Signs of the Times: Topics covered in the pages include a profile of a school shooting survivor, and an article asking “is everyone faking it online?” that covers the “catfish” phenomena. The shooting survivor profile includes advice on what readers should do if they are worried about a potentially violent classmate and the 16-year-old girl profiled notes that she now looks for escape routes wherever she is. Millennials and post-Millennials continue to live in anxiety-ridden times that foster their risk-averse natures.

 

J-14

Coverboys: One Direction, who also graced the covers of several other teen gossip mags this month are all over the issue, from a spread on their charitable trip to Africa to removable inserts printed with “Keep Calm and Love Harry/Liam/Niall/Luis/Zayn.” The boy-band resurgence is clearly still going strong.

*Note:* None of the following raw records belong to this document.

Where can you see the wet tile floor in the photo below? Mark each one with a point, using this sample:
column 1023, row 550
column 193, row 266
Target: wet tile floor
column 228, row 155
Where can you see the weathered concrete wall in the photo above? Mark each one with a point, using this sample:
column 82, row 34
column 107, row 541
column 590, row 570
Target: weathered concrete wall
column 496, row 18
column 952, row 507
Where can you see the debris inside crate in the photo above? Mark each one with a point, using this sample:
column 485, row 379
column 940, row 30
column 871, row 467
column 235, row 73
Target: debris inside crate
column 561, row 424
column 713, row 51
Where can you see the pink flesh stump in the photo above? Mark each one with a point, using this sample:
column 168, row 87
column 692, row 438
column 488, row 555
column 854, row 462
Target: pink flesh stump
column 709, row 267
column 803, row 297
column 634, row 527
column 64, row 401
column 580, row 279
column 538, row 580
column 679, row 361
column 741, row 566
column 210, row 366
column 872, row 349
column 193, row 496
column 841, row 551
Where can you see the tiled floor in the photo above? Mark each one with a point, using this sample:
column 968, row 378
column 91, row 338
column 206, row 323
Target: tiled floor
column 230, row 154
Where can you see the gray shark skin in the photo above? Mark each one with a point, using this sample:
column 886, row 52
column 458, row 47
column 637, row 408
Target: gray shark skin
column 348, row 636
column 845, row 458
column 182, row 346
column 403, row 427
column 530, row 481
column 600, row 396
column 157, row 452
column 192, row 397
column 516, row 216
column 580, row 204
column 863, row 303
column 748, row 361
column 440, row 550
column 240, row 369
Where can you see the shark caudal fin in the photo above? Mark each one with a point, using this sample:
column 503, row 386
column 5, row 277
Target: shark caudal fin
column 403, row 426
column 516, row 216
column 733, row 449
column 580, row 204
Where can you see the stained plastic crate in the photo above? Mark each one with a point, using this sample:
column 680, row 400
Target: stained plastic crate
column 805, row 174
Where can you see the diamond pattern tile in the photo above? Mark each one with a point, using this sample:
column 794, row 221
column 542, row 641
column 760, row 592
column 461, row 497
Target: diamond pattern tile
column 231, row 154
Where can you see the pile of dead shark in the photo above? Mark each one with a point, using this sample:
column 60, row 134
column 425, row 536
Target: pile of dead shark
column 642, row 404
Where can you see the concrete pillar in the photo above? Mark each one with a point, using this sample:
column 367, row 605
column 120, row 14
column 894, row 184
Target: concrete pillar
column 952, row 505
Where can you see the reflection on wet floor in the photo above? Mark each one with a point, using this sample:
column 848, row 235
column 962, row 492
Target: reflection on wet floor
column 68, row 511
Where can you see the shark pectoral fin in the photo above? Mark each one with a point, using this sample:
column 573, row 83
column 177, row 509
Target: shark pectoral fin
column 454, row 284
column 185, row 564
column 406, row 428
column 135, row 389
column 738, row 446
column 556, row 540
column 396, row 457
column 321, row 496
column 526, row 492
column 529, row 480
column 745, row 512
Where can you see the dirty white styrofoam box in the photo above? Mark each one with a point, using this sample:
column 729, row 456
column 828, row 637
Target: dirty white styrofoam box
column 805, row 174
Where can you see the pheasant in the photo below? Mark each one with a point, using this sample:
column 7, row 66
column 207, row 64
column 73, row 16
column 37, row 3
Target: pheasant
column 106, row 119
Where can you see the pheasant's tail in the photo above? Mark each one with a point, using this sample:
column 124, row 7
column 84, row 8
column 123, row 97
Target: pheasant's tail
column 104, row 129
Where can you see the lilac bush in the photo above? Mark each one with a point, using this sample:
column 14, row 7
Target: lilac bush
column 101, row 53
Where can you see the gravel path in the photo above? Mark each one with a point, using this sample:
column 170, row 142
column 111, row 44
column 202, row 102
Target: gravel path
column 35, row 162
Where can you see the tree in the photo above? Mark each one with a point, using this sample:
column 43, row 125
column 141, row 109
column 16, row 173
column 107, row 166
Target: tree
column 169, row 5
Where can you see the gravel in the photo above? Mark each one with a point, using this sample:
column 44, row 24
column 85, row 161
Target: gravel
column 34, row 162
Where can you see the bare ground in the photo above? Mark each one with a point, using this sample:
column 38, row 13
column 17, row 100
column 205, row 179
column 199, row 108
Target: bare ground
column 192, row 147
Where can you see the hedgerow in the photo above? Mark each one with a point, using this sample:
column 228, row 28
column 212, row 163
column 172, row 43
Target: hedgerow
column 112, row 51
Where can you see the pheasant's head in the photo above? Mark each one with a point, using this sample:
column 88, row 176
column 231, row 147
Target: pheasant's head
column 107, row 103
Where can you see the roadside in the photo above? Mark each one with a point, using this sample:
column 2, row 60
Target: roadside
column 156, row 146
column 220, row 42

Musician to Watch: Austin Mahone is a Justin Bieber in the making. After gaining fame on YouTube for singing a Bieber cover as well as his songs “11:11” and Somethin,” Mahone is now going on tour with Taylor Swift and has released his album Junior Year.

Stat to Note: One of the “Hot Topics” covered in the mag is whether parents should issue cell phone contracts, a question inspired by a mother and son who made news after she made him sign an 18 point contract before giving him a phone. Unsurprisingly, 67% of J-14 readers “think its crazy to have to sign a contract for phone privileges,” but the inclusion of the topic reveals that teens and parents are still negotiating technology norms and behaviors. 

Sign of the Times: Like Seventeen, J-14 has a spread on internet romance and “catfishing,” creating fake personas online to start a relationship with other people. MTV’s Catfish star Nev Schulman is featured in both pieces. This mag asks if internet romances are safe and gives tips to readers on how to spot a hoax. The statement, “[m]aking friends and flirting with guys over Twitter, Facebook, and other social sites can feel less awkward than breaking the ice in person,” might have older generation readers cringing, but the reality is that Millennials are doing as much socializing online as they are off and are sometimes more comfortable talking to someone with a “screen between them,” so to speak.